Herz-Kreislauf-Medikamente haben häufig Nebenwirkungen. Diese durch den Umstieg auf alternative, pflanzliche Mittel zu vermeiden ist jedoch grundsätzlich wenig sinnvoll – und sogar gefährlich.
Seit es die Schulmedizin mit ihrem evidenzbasierten Ansatz gibt, beharken sich Schul- und Alternativmediziner in ausdauernden Debatten darüber, welche Denkungsart den Patienten am meisten Vorteile bringt. Wenn ein Heilkraut seit Jahrhunderten als hilfreich empfunden und eingesetzt wird, jedoch in wissenschaftlich fundierten Studien keinen oder kaum messbaren Nutzen bringt – wie soll man als Patient mit solchen Informationen umgehen? Ist die Wissenschaft auf dem Holzweg, oder werden die Menschen über Generationen hinweg von einem Placebo-Effekt in die Irre geführt? Und wenn es sich um Placebo-Effekte handelt, spricht das dann gegen die betreffenden Mittel?

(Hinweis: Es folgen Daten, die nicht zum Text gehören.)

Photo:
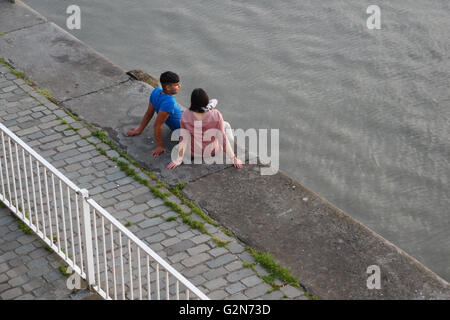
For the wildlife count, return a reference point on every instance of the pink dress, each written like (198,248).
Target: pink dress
(213,120)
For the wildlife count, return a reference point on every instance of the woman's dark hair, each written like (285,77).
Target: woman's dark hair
(169,77)
(199,100)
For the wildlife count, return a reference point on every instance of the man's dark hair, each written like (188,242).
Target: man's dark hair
(169,77)
(199,100)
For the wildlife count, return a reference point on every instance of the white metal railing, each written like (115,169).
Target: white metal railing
(112,260)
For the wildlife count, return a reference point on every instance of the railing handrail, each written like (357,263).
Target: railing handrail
(146,249)
(39,158)
(91,213)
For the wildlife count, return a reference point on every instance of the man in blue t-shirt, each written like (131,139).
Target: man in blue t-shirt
(169,112)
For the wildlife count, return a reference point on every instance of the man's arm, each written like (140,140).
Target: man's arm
(145,120)
(159,122)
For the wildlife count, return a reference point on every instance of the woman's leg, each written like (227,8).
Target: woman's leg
(229,132)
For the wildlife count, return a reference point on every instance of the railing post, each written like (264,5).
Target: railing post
(87,228)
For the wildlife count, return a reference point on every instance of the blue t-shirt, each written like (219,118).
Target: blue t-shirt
(167,103)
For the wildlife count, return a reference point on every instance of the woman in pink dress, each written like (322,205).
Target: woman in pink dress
(204,127)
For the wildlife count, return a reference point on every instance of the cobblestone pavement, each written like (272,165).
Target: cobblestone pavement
(217,271)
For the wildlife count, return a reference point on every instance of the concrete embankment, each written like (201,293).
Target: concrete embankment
(325,248)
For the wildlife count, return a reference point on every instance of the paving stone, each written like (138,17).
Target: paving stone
(139,208)
(235,247)
(179,247)
(257,291)
(170,241)
(275,295)
(178,257)
(186,235)
(195,260)
(201,238)
(235,288)
(215,273)
(238,275)
(155,202)
(155,238)
(292,292)
(235,265)
(215,284)
(222,260)
(11,294)
(251,281)
(218,252)
(171,233)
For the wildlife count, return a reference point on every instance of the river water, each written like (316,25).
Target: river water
(364,115)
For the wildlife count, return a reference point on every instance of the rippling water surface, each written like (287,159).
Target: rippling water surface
(363,114)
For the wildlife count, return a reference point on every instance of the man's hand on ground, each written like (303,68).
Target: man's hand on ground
(156,152)
(237,163)
(173,165)
(132,132)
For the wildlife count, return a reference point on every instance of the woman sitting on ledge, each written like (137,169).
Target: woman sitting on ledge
(202,111)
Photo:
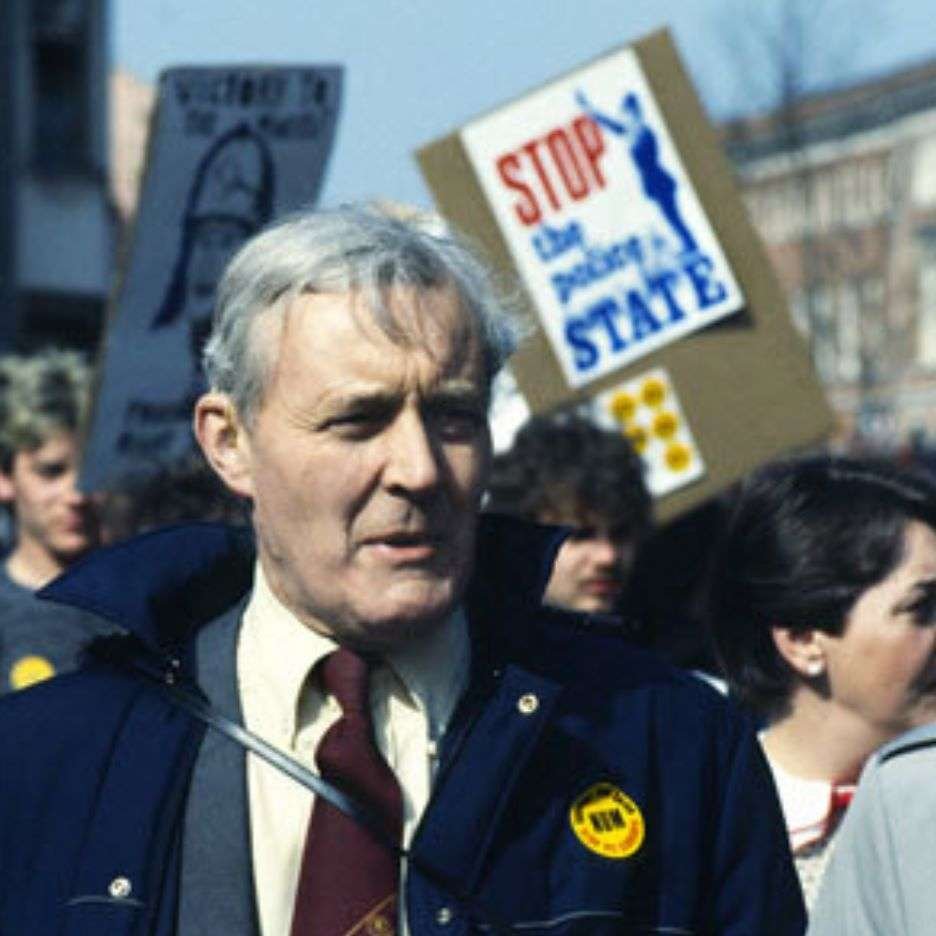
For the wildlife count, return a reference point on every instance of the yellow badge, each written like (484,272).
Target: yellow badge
(607,821)
(27,671)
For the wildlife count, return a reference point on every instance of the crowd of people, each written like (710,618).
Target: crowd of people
(404,685)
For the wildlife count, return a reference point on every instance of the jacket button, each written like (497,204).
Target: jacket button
(120,887)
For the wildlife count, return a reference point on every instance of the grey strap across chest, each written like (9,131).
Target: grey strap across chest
(199,708)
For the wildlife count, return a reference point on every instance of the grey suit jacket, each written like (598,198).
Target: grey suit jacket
(881,880)
(217,892)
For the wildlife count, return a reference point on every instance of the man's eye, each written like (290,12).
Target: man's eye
(49,472)
(358,422)
(924,611)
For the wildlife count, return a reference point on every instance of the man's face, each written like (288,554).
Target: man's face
(366,462)
(52,515)
(591,569)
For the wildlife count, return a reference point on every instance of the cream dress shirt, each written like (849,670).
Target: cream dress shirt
(413,696)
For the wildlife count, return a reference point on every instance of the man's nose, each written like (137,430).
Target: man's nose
(412,458)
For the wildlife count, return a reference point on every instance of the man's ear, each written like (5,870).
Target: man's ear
(802,649)
(224,440)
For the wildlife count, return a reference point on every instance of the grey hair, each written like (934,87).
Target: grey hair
(362,249)
(41,395)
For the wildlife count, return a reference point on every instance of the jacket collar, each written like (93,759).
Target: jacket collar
(164,585)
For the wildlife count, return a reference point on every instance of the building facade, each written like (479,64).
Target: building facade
(55,209)
(842,187)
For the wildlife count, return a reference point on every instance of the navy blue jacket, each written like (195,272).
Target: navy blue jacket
(584,787)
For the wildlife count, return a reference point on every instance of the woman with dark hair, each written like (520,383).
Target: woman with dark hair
(823,610)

Solche Fragen treiben viele Patienten um. Dass diese von verschiedenen Seiten mit höchst widersprüchlichen Aussagen konfrontiert werden, macht die Sache nicht einfacher. Das gilt auch auf dem Gebiet der Herzmedizin.
Hier ist allerdings besondere Vorsicht geboten, denn schnell kann das Leben des Patienten auf dem Spiel stehen. Sich auf ungeprüfte pflanzliche Alternativen zu den bewährten Medikamenten zu verlassen, stellt ein gefährliches Vabanquespiel dar. „Wissenschaftliche Standards wurden nicht ohne Grund entwickelt. Sie stellen sicher, dass die behauptete Wirksamkeit und Unbedenklichkeit medizinischer Mittel auch tatsächlich gegeben sind. Die Aussagekraft anekdotischer ‚Belege‘ ist dagegen gleich null“, erläutert der Herzspezialist Dr. Patrick Darb-Esfahani, der in Berlin-Friedenau praktiziert. „Selbst wenn bei einer Person nach Einnahme eines Alternativmittels eine Heilung eingetreten ist, muss hier keine Ursache-Wirkung-Beziehung vorliegen. Für derartige Prozesse ist immer ein komplexes Wirkungsgeflecht verantwortlich, das bei jedem Patienten einzigartig ist. Grundsätzliche Aussagen zur Wirksamkeit eines Heilmittels können daher nur größere, kontrollierte Studien liefern.“
Ergänzung: vielleicht – Ersatz: nein!
Viele herzmedizinische Medikamente bringen das Risiko von Nebenwirkungen mit sich. Dass manche Patienten dann mit einer Alternative liebäugeln, die keinerlei Nebenwirkungen, aber die volle Heilwirkung verspricht, ist verständlich. Dr. Darb-Esfahani warnt jedoch: „Kein verantwortungsvoller Mediziner verschreibt ein Medikament mit Nebenwirkungen, wenn es auch ein vergleichbar effektives ohne Nebenwirkungen gibt. Schließlich haben wir das Gesamtwohl der Patienten im Blick, nicht einzelne kardiologische Messwerte. Zu den gängigen Herzmedikamenten gibt es aber keine pflanzlichen Alternativen, die ebenso gut wirken.“
Lediglich als Ergänzung einer Therapie können pflanzliche Heilmittel sinnvoll sein, wobei der Übergang vom (herz)gesunden Nahrungsmittel zum Heilmittel fließend ist. Auf keinen Fall sollten Patienten aber ein verordnetes Medikament ab- und durch ein pflanzliches Mittel ersetzen, ohne sich ärztlichen Rat dazu eingeholt zu haben. Denn mit dem Herz-Gefäß-System sollte man keine Experimente treiben.